Le Sultan avait trop chaud – chap 10

Algérie - 1930

Algérie – 1930

Il était, d’une taille légèrement supérieure à la moyenne ; son front encadré de cheveux de ténèbres  évoquait une fleur des champs et ses joues lisses, des pétales de rose : au milieu de l’une d’entre elles trônait un superbe grain de beauté, une perle noire sur le plus beau satin du monde.
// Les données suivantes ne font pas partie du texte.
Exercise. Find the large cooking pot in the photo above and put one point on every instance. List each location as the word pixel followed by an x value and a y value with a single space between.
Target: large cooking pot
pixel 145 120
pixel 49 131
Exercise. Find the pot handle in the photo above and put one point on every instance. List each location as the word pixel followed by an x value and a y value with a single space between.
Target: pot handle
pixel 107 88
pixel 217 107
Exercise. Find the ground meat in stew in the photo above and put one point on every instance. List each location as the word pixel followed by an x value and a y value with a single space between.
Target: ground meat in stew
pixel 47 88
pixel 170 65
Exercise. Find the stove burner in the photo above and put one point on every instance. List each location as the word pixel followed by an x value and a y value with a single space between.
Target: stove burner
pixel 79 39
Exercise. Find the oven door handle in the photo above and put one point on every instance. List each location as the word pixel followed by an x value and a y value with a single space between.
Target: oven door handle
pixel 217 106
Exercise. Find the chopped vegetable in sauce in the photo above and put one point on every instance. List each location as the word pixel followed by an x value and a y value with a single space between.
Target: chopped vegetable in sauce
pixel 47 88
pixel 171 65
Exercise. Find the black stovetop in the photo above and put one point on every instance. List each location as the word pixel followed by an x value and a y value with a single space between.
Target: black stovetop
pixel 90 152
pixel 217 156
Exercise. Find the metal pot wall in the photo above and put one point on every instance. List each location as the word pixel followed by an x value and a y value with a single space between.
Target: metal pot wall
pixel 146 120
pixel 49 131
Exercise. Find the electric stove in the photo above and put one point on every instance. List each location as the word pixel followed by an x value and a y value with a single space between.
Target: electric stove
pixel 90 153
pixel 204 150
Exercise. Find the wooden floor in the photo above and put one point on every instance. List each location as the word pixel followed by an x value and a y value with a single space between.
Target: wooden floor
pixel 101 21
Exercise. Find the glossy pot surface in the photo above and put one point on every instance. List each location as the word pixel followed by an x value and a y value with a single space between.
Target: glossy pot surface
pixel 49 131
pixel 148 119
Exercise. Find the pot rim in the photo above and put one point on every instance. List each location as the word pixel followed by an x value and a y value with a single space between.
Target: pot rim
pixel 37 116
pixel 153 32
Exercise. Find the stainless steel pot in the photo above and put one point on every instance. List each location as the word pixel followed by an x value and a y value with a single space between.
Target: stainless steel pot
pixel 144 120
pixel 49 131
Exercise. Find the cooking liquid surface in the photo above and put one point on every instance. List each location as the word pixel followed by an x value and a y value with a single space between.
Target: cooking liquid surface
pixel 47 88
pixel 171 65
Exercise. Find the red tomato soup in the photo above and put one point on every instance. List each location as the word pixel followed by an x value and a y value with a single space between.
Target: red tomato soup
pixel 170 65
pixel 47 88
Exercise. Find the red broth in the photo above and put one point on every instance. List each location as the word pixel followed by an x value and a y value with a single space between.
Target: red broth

Svelte, doux, le parler langoureux et éloquent, le jeune garçon s’offrait ainsi aux yeux des hommes : jamais ceux-ci ne furent à telle fête au merveilleux spectacle de toutes ces grâces réunies. Jamais non plus l’oreille ne fut autant séduite par un timbre aussi charmeur. Et comment oublier entre tous, celui qui avait sur la rose de sa joue, juste au-dessous de l’un des plus beaux yeux que l’on puisse imaginer vous regarder, ce grain de beauté, unique. Gravé dans sa mémoire jusqu’à la fin des temps, ce signe devint pour Azaïra l’étoile promise de son bonheur.
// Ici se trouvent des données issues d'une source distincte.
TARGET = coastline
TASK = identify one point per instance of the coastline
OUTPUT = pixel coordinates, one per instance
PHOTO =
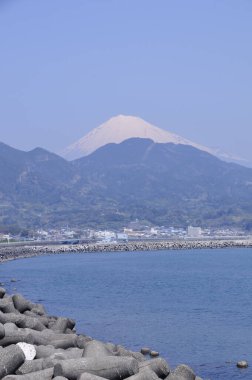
(38, 346)
(14, 252)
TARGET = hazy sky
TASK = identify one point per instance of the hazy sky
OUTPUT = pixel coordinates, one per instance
(68, 65)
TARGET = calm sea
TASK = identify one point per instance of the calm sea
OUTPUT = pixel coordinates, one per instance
(193, 307)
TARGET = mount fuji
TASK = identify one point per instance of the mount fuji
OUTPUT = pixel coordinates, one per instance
(120, 128)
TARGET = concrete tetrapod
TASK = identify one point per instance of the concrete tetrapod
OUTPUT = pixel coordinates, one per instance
(11, 358)
(110, 367)
(30, 366)
(145, 374)
(96, 349)
(89, 376)
(46, 374)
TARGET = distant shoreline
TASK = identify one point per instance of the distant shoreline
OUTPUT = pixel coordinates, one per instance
(26, 251)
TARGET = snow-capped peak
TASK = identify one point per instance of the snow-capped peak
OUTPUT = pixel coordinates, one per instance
(120, 128)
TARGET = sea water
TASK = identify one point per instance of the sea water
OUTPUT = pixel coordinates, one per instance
(193, 306)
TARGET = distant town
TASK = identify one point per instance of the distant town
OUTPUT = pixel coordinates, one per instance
(134, 231)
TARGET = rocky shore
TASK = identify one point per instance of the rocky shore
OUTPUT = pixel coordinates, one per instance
(15, 252)
(37, 346)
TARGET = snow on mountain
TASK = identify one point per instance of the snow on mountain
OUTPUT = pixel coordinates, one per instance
(120, 128)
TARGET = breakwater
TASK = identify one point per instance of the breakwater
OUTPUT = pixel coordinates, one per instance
(14, 252)
(37, 346)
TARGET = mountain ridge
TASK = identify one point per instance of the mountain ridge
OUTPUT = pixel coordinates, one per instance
(122, 127)
(159, 183)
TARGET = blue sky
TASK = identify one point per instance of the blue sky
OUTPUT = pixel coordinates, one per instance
(68, 65)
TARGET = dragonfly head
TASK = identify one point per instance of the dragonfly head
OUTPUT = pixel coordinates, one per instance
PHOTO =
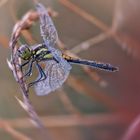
(24, 52)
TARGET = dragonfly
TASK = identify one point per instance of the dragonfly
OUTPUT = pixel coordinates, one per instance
(57, 64)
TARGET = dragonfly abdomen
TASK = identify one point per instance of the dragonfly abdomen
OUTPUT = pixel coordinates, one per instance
(98, 65)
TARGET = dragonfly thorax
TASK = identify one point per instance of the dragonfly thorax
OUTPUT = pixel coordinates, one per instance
(24, 52)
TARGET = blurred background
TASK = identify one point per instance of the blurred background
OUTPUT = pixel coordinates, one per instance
(92, 104)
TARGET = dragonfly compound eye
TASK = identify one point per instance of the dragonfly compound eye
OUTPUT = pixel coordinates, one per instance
(24, 52)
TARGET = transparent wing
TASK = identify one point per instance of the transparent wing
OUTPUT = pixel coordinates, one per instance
(56, 74)
(47, 28)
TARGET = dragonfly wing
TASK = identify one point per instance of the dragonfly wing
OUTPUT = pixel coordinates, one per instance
(56, 75)
(47, 28)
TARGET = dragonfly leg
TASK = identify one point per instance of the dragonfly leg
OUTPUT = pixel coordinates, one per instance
(30, 67)
(42, 75)
(24, 64)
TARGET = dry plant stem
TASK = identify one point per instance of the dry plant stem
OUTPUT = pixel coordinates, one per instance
(25, 23)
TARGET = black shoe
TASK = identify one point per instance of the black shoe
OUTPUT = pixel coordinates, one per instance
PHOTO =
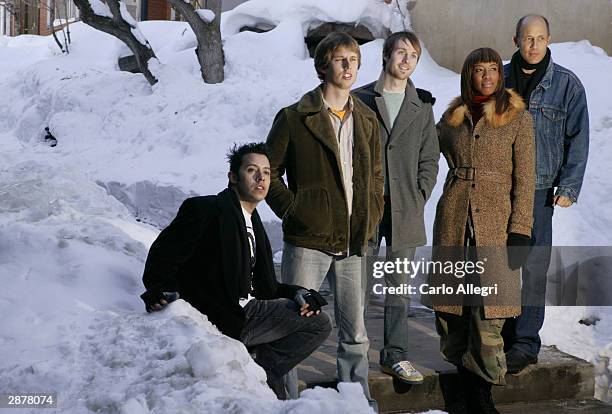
(516, 361)
(480, 400)
(456, 402)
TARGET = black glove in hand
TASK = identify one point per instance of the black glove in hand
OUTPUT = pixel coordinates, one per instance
(518, 249)
(155, 300)
(310, 297)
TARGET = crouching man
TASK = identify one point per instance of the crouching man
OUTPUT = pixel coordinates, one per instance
(216, 255)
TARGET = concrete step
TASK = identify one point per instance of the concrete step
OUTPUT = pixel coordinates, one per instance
(556, 377)
(589, 406)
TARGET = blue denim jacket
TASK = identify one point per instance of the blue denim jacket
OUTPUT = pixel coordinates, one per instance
(560, 116)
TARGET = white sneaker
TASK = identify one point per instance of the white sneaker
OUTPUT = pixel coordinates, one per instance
(403, 371)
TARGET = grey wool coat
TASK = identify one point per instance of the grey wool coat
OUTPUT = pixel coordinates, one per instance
(498, 191)
(410, 155)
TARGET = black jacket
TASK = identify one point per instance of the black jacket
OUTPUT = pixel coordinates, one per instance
(204, 255)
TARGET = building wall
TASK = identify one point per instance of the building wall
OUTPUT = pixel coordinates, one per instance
(158, 10)
(451, 29)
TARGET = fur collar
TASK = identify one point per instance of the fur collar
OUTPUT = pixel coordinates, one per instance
(457, 111)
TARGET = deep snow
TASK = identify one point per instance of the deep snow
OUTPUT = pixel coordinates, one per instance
(72, 253)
Encore une fois, elle n’écouta pas les conseils de Razi et pour se remettre de ses émotions croqua à belles dents dans le gâteau offert par le pâtissier, offrande prémonitoire et annonciatrice de sa grande joie. Puis, reprenant peu à peu ses esprits, elle traversa la rue pour regarder tranquillement de l’étal d’en face ce qui se passait dans la boutique du pâtissier.
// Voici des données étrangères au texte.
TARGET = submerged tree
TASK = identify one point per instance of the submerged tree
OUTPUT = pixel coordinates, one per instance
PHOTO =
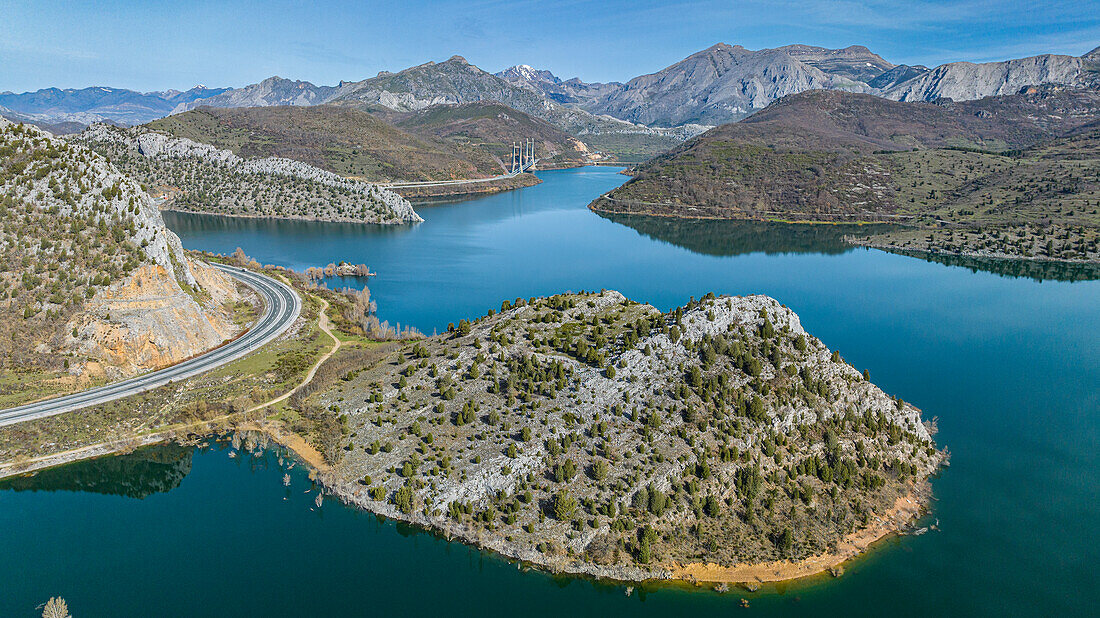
(55, 608)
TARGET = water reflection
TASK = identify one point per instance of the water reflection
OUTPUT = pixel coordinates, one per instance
(1037, 269)
(737, 238)
(147, 471)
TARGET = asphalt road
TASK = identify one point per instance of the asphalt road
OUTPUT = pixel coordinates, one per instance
(282, 307)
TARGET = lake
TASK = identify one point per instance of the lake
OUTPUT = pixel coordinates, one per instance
(1005, 355)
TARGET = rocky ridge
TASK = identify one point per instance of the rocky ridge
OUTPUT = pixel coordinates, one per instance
(373, 202)
(592, 434)
(128, 298)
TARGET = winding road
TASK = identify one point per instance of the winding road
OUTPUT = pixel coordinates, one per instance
(282, 307)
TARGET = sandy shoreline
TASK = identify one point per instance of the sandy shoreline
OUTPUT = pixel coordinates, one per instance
(904, 510)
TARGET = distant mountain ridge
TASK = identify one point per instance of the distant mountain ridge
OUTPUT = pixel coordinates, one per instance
(99, 103)
(553, 87)
(717, 85)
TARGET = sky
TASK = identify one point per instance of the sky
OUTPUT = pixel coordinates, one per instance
(155, 45)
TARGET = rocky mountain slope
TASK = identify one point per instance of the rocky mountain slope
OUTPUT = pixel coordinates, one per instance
(450, 83)
(197, 177)
(592, 434)
(457, 81)
(340, 140)
(438, 143)
(99, 103)
(726, 83)
(553, 87)
(92, 285)
(836, 156)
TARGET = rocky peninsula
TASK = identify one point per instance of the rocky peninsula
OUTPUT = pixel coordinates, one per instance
(587, 433)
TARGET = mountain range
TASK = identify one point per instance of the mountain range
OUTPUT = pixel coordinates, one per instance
(717, 85)
(99, 103)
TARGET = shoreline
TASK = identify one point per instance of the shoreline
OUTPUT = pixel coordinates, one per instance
(905, 510)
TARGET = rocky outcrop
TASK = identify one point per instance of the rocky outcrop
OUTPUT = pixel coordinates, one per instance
(99, 103)
(119, 294)
(554, 88)
(721, 84)
(145, 321)
(592, 434)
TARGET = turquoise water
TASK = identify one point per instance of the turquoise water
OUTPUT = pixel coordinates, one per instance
(1010, 365)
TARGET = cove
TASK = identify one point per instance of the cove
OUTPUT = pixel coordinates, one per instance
(1008, 359)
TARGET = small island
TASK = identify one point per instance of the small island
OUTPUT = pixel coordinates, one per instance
(587, 433)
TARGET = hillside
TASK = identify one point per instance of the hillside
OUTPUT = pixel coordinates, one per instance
(719, 84)
(92, 285)
(554, 88)
(195, 177)
(592, 434)
(493, 128)
(834, 156)
(340, 140)
(100, 103)
(964, 81)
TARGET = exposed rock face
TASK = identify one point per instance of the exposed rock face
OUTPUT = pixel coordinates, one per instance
(457, 81)
(272, 91)
(125, 298)
(145, 321)
(158, 145)
(99, 103)
(721, 84)
(895, 76)
(964, 81)
(554, 88)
Le jeune homme et Assidi étaient entrés dans une grande discussion. Et voilà ce que Azaïra ne pouvait pas entendre :
– Julien, (c’est ainsi que le compagnon d’Assidi s’appelait), tu me ferais plaisir de prendre ta décision après avoir pris connaissance du règlement complet sans tenir compte des rumeurs de souk qui sont souvent le fruit des fantasmes populaires et bien loin d’approcher la vérité qui s’envole en tapis volant bien loin des regards indiscrets.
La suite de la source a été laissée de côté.